Many rotator cuff tears cause no pain nor produce any symptoms, tears are known to have an increasing incidence with increasing age. The most frequent cause of rotator cuff damage is age related degeneration and less frequently by sports injuries or trauma. Partial and full thickness tears have been found on post mortem studies and on MRI studies, in people who do not have a history of shoulder pain or symptoms.

Rotator cuff disease may be initiated, or proliferated, by factors that are both extrinsic and intrinsic in nature: Extrinsic factors
are grouped into anatomical and environmental.

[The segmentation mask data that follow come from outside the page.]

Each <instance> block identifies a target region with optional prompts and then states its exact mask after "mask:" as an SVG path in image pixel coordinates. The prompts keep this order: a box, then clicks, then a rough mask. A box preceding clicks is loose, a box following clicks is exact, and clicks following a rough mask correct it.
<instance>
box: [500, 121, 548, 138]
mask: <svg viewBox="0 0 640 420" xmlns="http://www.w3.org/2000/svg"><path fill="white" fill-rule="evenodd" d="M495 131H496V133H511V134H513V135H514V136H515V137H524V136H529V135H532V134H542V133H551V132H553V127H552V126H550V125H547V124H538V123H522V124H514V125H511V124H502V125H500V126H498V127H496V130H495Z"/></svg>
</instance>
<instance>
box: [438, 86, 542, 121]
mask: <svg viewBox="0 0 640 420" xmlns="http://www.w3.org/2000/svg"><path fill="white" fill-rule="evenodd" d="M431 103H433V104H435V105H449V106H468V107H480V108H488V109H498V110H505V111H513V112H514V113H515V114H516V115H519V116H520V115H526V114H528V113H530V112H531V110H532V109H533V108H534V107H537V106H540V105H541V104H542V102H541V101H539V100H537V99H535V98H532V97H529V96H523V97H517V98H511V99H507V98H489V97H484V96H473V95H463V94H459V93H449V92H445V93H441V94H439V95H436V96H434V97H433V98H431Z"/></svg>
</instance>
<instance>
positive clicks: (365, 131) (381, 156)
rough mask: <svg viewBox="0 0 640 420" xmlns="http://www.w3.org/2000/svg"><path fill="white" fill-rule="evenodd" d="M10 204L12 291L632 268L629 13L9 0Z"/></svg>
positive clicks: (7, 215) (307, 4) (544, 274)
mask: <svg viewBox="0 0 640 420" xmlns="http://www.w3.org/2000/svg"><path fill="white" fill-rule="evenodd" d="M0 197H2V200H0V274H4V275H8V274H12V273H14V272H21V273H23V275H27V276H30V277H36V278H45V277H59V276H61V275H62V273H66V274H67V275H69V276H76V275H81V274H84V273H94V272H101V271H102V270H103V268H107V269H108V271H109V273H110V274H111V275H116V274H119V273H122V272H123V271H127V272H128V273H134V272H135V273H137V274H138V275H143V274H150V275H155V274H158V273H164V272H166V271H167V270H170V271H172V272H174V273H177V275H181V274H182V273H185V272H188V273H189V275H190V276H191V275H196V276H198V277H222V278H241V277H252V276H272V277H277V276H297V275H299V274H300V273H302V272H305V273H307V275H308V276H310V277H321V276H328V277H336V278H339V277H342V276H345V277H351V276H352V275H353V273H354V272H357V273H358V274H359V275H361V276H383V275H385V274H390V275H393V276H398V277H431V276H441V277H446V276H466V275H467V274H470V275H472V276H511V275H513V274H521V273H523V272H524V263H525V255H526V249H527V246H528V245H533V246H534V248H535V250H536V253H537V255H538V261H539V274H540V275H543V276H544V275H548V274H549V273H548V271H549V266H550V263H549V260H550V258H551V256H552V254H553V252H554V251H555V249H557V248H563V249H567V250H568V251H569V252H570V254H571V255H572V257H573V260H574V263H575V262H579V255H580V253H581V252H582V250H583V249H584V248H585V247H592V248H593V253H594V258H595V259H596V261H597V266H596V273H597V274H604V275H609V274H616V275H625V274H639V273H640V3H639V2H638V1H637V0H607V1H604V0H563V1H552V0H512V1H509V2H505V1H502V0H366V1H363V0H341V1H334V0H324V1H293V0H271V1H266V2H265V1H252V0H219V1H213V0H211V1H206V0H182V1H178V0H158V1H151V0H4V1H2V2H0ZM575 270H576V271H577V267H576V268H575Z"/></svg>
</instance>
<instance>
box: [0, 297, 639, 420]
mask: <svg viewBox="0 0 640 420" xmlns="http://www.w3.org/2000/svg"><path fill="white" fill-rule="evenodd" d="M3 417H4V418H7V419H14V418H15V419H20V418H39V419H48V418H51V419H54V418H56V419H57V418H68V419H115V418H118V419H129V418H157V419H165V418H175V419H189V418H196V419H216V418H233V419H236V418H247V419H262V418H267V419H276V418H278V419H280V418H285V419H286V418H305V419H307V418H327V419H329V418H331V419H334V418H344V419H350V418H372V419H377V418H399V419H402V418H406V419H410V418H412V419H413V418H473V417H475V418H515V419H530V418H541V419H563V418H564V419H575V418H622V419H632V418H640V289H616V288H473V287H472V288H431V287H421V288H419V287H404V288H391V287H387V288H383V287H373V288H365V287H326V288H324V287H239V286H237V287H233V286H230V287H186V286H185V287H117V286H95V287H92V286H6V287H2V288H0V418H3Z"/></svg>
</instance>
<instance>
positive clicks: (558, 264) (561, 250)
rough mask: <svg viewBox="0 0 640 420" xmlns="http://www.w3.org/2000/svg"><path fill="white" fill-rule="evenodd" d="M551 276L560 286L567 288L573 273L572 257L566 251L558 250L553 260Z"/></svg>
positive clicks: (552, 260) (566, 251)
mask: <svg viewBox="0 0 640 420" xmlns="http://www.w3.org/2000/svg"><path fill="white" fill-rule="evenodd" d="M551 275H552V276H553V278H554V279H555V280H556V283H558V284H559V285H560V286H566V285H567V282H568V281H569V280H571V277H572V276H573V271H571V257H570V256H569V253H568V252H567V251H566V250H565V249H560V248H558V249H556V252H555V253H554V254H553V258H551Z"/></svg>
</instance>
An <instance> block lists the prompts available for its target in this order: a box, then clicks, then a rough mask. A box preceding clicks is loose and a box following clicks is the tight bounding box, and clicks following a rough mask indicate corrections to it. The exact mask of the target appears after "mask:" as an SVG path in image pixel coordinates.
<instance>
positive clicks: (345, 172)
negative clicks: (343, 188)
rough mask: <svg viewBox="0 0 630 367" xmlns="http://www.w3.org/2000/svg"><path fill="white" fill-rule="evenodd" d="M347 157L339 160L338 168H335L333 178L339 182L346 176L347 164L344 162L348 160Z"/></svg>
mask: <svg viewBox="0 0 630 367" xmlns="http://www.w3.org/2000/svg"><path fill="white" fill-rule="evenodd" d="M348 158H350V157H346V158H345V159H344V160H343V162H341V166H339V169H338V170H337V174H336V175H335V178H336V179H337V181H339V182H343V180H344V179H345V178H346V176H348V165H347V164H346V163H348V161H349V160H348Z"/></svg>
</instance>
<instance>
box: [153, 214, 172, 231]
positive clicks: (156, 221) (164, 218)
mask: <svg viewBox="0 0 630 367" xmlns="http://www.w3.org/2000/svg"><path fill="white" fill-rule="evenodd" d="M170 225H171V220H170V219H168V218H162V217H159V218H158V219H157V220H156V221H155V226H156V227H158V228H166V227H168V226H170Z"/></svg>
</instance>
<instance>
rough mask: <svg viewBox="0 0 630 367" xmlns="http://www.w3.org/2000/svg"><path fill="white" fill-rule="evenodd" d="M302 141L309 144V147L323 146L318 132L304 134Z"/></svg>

One of the most acclaimed anatomical factors is the morphologic characteristics of the acromion. Hooked, curved, and laterally sloping acromions are strongly associated with cuff tears and may contribute by causing tractional damage to the tendon. On the other hand;, flat acromions may have a insignificant involvement in cuff disease and consequently are often best treated conservatively. The development of these different acromial shapes is likely both genetically inherited and acquired from other causes. With acquired causes, only age has been positively correlated to progression from a flat to a curved or hooked acromion. The nature of mechanical activities, such as sports involving the shoulder, along with frequency and intensity of such a sport may be responsible for the adverse development. Sports such as bowling in cricket, swimming, tennis, baseball, and kayaking are primarily responsible. Moreover, a progression to a hooked acromion may simply be an adaptation to an already damaged, poorly balanced rotator cuff that is creating increasing stress on the coracoacromial arch. Other anatomical factors that may have significance include os acromiale and acromial spurs. Environmental factors implicated include increasing age, shoulder overuse, smoking, and any medical condition that impairs the inflammatory and healing response such as diabetes mellitus.

Intrinsic factors encompass the range of injury mechanisms that occur within the rotator cuff itself. Chief among these is a degenerative-microtrauma model, which supposes that age-related tendon damage compounded by chronic microtrauma results in partial tendon tears that then develop into full rotator cuff tears. As a result of repetitive microtrauma in the setting of a degenerative rotator cuff tendon, inflammatory mediators alter the local environment, and oxidative stress induces tenocyte apoptosis causing further rotator cuff tendon degeneration. A neural theory also exists that suggests neural overstimulation leads to the recruitment of inflammatory cells and may also contribute to tendon degeneration.